Quand les missionnaires rencontrent l’islam berbère : cécité coloniale et malentendus dans l’Algérie de la fin du XIXe siècle
Session thématique « Religions et statuts personnels »
Mardi 20 juin 2006 -
Vidéo en ligne ICI
L’analyse du discours et des pratiques missionnaires concernant l’islam kabyle permet de saisir une véritable déformation des réalités sociologiques de la Kabylie de cette fin de siècle. Quand ce ne sont pas les poncifs les plus caricaturaux - liés à la représentation chrétienne de l’islam du xixe siècle et à une méconnaissance flagrante de cette religion -, c’est le silence qui domine.

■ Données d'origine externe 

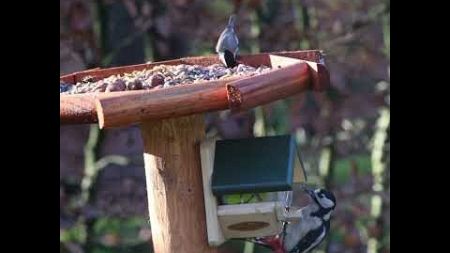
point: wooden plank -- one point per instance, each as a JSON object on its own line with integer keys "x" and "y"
{"x": 170, "y": 102}
{"x": 207, "y": 151}
{"x": 174, "y": 184}
{"x": 320, "y": 78}
{"x": 268, "y": 87}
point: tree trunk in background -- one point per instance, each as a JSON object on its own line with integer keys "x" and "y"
{"x": 121, "y": 37}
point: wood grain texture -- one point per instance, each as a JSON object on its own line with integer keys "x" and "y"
{"x": 320, "y": 78}
{"x": 174, "y": 184}
{"x": 207, "y": 152}
{"x": 170, "y": 102}
{"x": 82, "y": 109}
{"x": 268, "y": 87}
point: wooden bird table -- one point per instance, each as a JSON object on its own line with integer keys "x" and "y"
{"x": 172, "y": 126}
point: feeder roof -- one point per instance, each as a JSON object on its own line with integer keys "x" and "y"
{"x": 264, "y": 164}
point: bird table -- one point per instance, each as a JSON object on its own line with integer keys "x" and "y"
{"x": 172, "y": 126}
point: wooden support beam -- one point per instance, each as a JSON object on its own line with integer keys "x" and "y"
{"x": 174, "y": 184}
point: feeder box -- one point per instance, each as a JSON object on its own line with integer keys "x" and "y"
{"x": 248, "y": 185}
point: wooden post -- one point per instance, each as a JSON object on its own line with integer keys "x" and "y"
{"x": 174, "y": 184}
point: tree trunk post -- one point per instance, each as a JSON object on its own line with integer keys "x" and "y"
{"x": 174, "y": 184}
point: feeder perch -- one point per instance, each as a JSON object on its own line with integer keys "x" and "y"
{"x": 172, "y": 126}
{"x": 254, "y": 166}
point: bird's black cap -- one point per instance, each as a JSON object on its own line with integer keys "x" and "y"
{"x": 230, "y": 61}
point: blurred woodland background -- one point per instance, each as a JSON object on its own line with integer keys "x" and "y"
{"x": 343, "y": 134}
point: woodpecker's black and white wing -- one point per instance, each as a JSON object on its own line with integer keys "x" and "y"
{"x": 311, "y": 240}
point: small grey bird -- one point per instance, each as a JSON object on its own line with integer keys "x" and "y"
{"x": 228, "y": 44}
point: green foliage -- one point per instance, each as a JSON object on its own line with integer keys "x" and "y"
{"x": 343, "y": 167}
{"x": 76, "y": 233}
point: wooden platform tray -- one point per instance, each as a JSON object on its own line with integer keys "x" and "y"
{"x": 292, "y": 72}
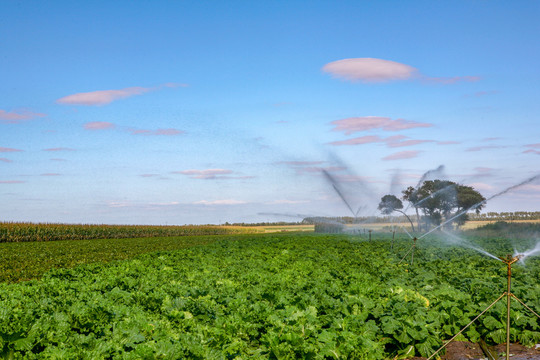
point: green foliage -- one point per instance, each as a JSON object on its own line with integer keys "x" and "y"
{"x": 442, "y": 200}
{"x": 22, "y": 232}
{"x": 389, "y": 204}
{"x": 275, "y": 296}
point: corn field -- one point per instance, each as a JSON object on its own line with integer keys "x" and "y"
{"x": 24, "y": 232}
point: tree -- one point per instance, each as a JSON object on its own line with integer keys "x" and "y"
{"x": 389, "y": 204}
{"x": 443, "y": 201}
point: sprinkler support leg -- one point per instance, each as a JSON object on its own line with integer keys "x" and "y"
{"x": 508, "y": 295}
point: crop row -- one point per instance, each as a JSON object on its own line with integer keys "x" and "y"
{"x": 23, "y": 232}
{"x": 277, "y": 296}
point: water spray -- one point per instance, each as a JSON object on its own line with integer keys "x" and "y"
{"x": 509, "y": 260}
{"x": 524, "y": 182}
{"x": 411, "y": 250}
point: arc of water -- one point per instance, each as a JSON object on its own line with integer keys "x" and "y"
{"x": 333, "y": 181}
{"x": 469, "y": 245}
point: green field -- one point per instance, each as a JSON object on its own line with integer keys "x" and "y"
{"x": 267, "y": 296}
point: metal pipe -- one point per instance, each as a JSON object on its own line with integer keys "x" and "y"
{"x": 509, "y": 260}
{"x": 508, "y": 295}
{"x": 414, "y": 247}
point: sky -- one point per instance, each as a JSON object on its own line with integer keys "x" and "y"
{"x": 206, "y": 112}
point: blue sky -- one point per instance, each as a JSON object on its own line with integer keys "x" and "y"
{"x": 193, "y": 112}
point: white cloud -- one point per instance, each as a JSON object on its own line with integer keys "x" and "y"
{"x": 369, "y": 70}
{"x": 103, "y": 97}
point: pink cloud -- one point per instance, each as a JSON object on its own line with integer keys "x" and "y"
{"x": 101, "y": 97}
{"x": 482, "y": 186}
{"x": 406, "y": 143}
{"x": 158, "y": 132}
{"x": 104, "y": 97}
{"x": 12, "y": 182}
{"x": 98, "y": 125}
{"x": 402, "y": 155}
{"x": 448, "y": 142}
{"x": 59, "y": 149}
{"x": 358, "y": 124}
{"x": 480, "y": 148}
{"x": 369, "y": 70}
{"x": 357, "y": 141}
{"x": 392, "y": 141}
{"x": 205, "y": 174}
{"x": 318, "y": 170}
{"x": 2, "y": 149}
{"x": 18, "y": 117}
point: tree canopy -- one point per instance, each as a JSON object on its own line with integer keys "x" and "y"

Silence qui oblitère les réalités musulmanes des sociétés berbères, et qui n’accorde aucune importance ou du moins très limitée aux pratiques religieuses locales - considérées pour la plupart du temps comme des mimétismes mécaniques sans réelle spiritualité.
Si l’islam ne bénéficie, jusqu’aux débuts des années 1920, d’aucun traitement particulier et d’aucun intérêt curieux, la place réservée au christianisme ancien de l’Afrique du Nord, considéré comme la religion ancienne et oubliée des Berbères, est considérable.
L’article s’articulera autour des trois points suivants : 1) Mythe berbère et/ou kabyle : références et acteurs, 2) L’islam kabyle : un « islam moins pur » ? et 3) Une rencontre évangélique décevante.
Cette étude se propose de présenter les modalités et les enjeux d’un mouvement de conversions de Berbères d’Algérie - ici Kabyles - au christianisme. Ce phénomène de conversion au catholicisme est apparu en Kabylie dans les années 1870 suite à des actions d’évangélisation d’un groupe de missionnaires catholiques : les Pères Blancs ou Missionnaires d’Afrique. La conversion de musulmans berbères au catholicisme est un phénomène peu connu. Plus généralement, l’histoire de la rencontre entre la colonisation et l’évangélisation à la fin du xixe siècle en Algérie est un épisode à peine effleuré par la connaissance historique. Il s’agit donc d’évoquer une situation de transgression - ou de glissement - confessionnelle dans la fin du xixe siècle dans l’Algérie coloniale dans un contexte de répression violente de la dernière grande insurrection algérienne contre la domination coloniale (1871).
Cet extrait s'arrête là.